Personally, I’m a tremendous introvert. This doesn’t mean I dislike people; far from it. My life’s work is helping people. I like exercising around other exercising people (but not talking to them), or reading a book in a cafe around other people (but only talking to the waiter). To me, outside of a few intimate associates, people are best experienced through their work. Sitting near people in a cafe creates a certain ambiance, but I only have so long to be alive; there’s no time for an awful lot of people’s jabbering when you can instead turn your attention to thoughts that have been winnowed, cultivated, and organized with care.

I think about this every time I see some fabulously unnecessary feature on a building built a hundred years ago. I think, Look at your flair, you crazy architect! Put me in a room with that guy, and it would be awkward; show me a surprising flying buttress, and we have had a sublime human moment.

What I’m getting at is that a lot of people who seem like they might be great mentors (except that they’re inaccessible, or dead) have actually already given you the best of themselves: that’s why they write, or build companies, or make art. The rest is made up of details that may or may not apply to you, irrelevant quirks, and disappointing human foibles.

When I was in high school, I decided I was going to write a book about role models for atheists. Some of these role models would be historical figures, and some would be fictional. One of them would be Jean-Luc Picard of Star Trek: The Next Generation. The book would be called There’s a Klingon in My Pantheon. It’s best for all of us that this book was never written.

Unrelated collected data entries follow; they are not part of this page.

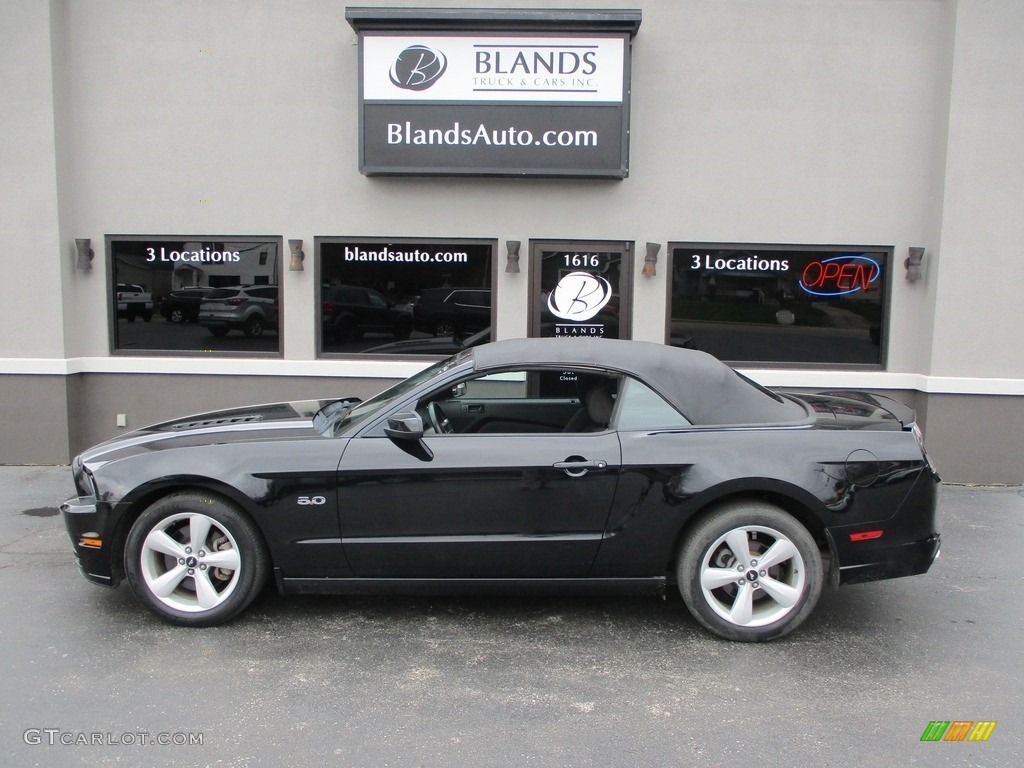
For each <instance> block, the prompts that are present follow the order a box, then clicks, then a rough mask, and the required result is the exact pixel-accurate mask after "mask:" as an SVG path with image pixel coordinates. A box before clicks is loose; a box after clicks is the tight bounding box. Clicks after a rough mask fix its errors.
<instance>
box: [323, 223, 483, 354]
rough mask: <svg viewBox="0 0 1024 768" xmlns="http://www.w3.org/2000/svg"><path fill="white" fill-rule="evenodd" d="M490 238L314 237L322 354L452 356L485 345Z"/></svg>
mask: <svg viewBox="0 0 1024 768" xmlns="http://www.w3.org/2000/svg"><path fill="white" fill-rule="evenodd" d="M496 246H497V241H490V240H488V241H466V240H444V241H441V240H416V241H413V240H401V241H398V240H368V239H360V240H349V239H331V238H317V239H316V248H317V254H318V268H319V282H321V301H319V306H318V307H317V322H318V323H319V328H321V350H322V352H323V353H324V354H328V355H329V354H346V355H347V354H367V353H369V354H401V355H406V354H416V355H418V354H440V355H443V354H453V353H455V352H457V351H459V350H460V349H462V348H464V347H466V346H473V345H475V344H478V343H482V342H486V341H489V340H490V329H492V326H493V324H494V302H493V301H492V291H493V288H492V286H493V283H494V252H495V248H496Z"/></svg>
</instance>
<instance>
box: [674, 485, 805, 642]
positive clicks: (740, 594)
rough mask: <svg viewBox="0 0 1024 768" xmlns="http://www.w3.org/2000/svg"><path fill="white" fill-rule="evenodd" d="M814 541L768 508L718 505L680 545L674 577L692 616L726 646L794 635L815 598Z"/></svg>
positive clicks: (792, 522)
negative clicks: (720, 639) (727, 643)
mask: <svg viewBox="0 0 1024 768" xmlns="http://www.w3.org/2000/svg"><path fill="white" fill-rule="evenodd" d="M822 573H823V568H822V564H821V554H820V552H819V551H818V547H817V545H816V544H815V543H814V539H812V538H811V535H810V534H809V532H808V531H807V529H806V528H805V527H804V526H803V525H802V524H801V523H800V522H799V521H797V520H796V519H795V518H794V517H792V516H791V515H788V514H786V513H785V512H783V511H782V510H780V509H778V508H777V507H774V506H772V505H770V504H765V503H762V502H743V503H738V504H731V505H728V506H725V507H721V508H719V509H717V510H715V511H713V512H712V513H710V514H709V515H708V516H707V517H705V518H703V519H702V520H700V521H699V522H697V524H696V525H695V527H694V528H693V530H692V531H691V532H690V535H689V537H687V539H686V541H684V542H683V545H682V548H681V550H680V555H679V558H678V566H677V572H676V577H677V579H678V583H679V591H680V593H681V594H682V596H683V601H684V602H685V603H686V607H687V608H689V609H690V612H691V613H692V614H693V616H694V618H696V620H697V622H699V623H700V624H702V625H703V626H705V627H707V628H708V629H709V630H711V631H712V632H714V633H715V634H716V635H719V636H720V637H723V638H726V639H728V640H741V641H753V642H760V641H765V640H772V639H774V638H776V637H781V636H782V635H785V634H786V633H788V632H792V631H793V630H795V629H796V628H797V627H798V626H800V624H801V623H802V622H803V621H804V620H805V618H807V616H808V615H809V614H810V612H811V611H812V610H813V609H814V605H815V603H817V600H818V597H819V595H820V594H821V583H822V579H823V577H822Z"/></svg>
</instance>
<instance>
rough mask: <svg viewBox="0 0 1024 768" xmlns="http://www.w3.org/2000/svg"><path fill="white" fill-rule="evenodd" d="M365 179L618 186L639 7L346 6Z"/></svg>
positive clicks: (638, 24) (623, 161) (363, 168)
mask: <svg viewBox="0 0 1024 768" xmlns="http://www.w3.org/2000/svg"><path fill="white" fill-rule="evenodd" d="M346 17H347V18H348V20H349V23H350V24H351V25H352V27H353V29H355V30H356V31H357V32H358V33H359V56H360V58H359V73H360V76H359V171H360V172H362V173H365V174H367V175H376V174H392V175H484V176H486V175H497V176H503V175H508V176H581V177H606V178H624V177H626V176H627V175H628V174H629V93H630V77H629V75H630V67H629V65H630V38H631V37H632V35H633V34H635V33H636V30H637V28H638V27H639V24H640V12H639V11H585V12H568V11H541V10H507V11H503V12H485V11H475V12H474V11H458V12H455V11H452V10H451V9H438V10H429V9H386V8H384V9H372V8H350V9H348V11H347V12H346Z"/></svg>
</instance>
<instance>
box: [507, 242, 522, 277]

But back to Captain Picard. I’m not sure a real-life role model could compete; I’ll bet I’m really communing with the very best parts of some idealistic writers, and some excellent parts of actor Patrick Stewart. From Wikipedia:

Depicted as deeply moral, highly logical, and cerebral, Picard is a master of diplomacy and debate who resolves seemingly intractable issues between multiple parties. Though such resolutions are usually peaceful, Picard is also shown using his remarkable tactical skills in situations when it is required. Picard has a fondness for detective stories, Shakespeare, and horseback riding. He is frequently shown drinking “tea, Earl Grey, hot” and issuing his famous taglines “Engage” (when going to warp) and “Make it so” (when giving an order).

What else do you even need to know?! Oh, and “he invented a starship evade & attack tactic that would become known as the Picard Maneuver.” Are you not aroused?

Maybe if you can’t find a mentor — or you feel mentored by ideas, fictional characters, or human culture itself — you’re doing something right.

Engage! (That was cheesy, but seriously, how else could I end this thing? Make it so!)